In an article written for the Auckland-based New Zealand Herald, Hisco writes that "having been in banking since 1980 I have seen this movie before. The ending is pretty much the same - sometimes a little plot twist, but usually messy".
He warned baby boomers who have become property investors are starting to see more and more rentals where the owner can't find a tenant or the rent doesn't cover the mortgage. He said "it's a matter of when, not if, the market adjusts".
On Tuesday, the Reserve Bank governor Graeme Wheeler proposed new regulations which would see property investors require a 40 percent deposit to borrow from a bank to buy an investment property anywhere in New Zealand. Those rules are scheduled to come into force on Sept. 1, although Wheeler asked lenders to abide by them immediately.
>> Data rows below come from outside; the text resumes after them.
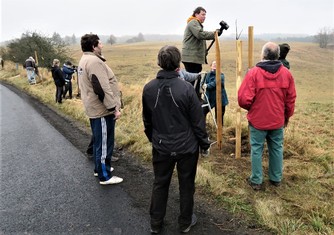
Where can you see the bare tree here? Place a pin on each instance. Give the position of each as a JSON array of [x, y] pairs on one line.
[[325, 37], [112, 39]]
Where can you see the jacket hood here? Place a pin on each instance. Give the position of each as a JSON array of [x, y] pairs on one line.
[[163, 74], [192, 18], [53, 68], [270, 66], [91, 53]]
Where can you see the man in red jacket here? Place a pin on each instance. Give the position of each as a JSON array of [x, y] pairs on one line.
[[268, 93]]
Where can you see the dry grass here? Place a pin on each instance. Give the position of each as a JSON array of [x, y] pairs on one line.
[[303, 204]]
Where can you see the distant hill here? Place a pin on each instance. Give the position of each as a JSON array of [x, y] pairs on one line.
[[176, 37]]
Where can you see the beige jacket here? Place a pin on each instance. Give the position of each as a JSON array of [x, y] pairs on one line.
[[98, 86]]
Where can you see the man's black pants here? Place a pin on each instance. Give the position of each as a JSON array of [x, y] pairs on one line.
[[163, 166]]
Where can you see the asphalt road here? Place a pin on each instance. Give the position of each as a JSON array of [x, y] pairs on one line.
[[48, 187]]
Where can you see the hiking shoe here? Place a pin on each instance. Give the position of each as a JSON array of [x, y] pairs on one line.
[[155, 229], [275, 183], [112, 180], [114, 159], [193, 222], [256, 187], [96, 174]]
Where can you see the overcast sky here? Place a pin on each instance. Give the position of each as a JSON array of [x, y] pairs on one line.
[[130, 17]]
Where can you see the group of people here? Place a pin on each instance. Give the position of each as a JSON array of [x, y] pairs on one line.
[[62, 78], [173, 117]]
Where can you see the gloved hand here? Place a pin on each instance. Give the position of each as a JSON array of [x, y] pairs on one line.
[[205, 152]]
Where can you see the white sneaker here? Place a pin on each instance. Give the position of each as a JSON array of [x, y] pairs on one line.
[[112, 180], [96, 174]]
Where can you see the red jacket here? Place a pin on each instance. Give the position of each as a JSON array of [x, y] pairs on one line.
[[268, 93]]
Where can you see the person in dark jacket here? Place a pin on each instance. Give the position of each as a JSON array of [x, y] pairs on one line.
[[174, 124], [209, 86], [58, 79], [30, 67], [268, 93], [68, 71], [284, 50]]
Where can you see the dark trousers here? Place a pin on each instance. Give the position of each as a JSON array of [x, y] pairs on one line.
[[59, 93], [163, 167], [103, 130], [206, 110], [68, 88]]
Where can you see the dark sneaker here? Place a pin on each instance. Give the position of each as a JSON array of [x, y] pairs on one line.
[[114, 159], [275, 183], [155, 229], [256, 187], [193, 222]]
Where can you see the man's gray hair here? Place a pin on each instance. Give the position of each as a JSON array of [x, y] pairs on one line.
[[270, 51]]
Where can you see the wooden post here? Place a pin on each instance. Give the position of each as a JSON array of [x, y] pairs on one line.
[[36, 58], [38, 72], [238, 117], [218, 95], [250, 60], [250, 47]]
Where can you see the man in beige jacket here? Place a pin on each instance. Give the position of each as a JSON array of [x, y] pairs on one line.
[[101, 98]]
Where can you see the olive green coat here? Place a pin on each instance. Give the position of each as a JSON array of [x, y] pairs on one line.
[[194, 43]]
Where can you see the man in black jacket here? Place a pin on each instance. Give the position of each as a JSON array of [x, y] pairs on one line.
[[174, 123]]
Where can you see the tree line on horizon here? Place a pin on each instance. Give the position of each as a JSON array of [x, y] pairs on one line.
[[18, 50]]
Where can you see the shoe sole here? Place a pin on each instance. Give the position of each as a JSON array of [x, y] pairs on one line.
[[96, 174], [117, 181], [193, 223]]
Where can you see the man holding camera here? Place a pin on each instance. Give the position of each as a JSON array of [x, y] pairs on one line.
[[68, 71], [194, 50]]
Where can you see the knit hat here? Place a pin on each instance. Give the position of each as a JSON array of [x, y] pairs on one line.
[[68, 63], [284, 50]]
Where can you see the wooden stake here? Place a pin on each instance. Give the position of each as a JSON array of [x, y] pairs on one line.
[[36, 58], [250, 47], [250, 60], [238, 114], [218, 95]]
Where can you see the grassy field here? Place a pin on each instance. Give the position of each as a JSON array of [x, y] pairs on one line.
[[303, 204]]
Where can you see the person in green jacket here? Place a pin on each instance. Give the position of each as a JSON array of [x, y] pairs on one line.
[[194, 50], [284, 50]]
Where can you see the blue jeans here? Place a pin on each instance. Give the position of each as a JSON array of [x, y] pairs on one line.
[[31, 75], [274, 140], [103, 130]]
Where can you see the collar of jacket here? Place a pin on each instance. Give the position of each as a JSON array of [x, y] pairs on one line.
[[163, 74], [270, 66], [98, 56], [192, 18]]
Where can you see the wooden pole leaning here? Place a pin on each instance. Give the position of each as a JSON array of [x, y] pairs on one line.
[[38, 74], [250, 59], [238, 113], [218, 95]]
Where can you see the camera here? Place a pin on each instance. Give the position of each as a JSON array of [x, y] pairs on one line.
[[223, 25]]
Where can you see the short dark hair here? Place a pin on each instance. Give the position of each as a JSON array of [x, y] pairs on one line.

These regulations extend and expand the demand for a 30 percent deposit on investment properties in Auckland introduced by the bank last year.
Westpac Banking Corp today confirmed it would not accept any new loans that did not meet the Reserve Bank's requirements.
Hisco said the central bank needs to go further and demand 60 percent deposits, which "will be unpopular amongst investors but it may end up doing them a favour" and mean less business for the banks.
He also called for the Reserve Bank to do more to weaken the New Zealand dollar, urge a debate on the levels of immigration, particularly in Auckland, and for the government to look at ways to fund new infrastructure.
Hisco finished by warning "logic tells me things cannot continue to run this hot" and urged borrowers to use record low interest rates to repay their debt, rather than as a chance to borrow as much as they can.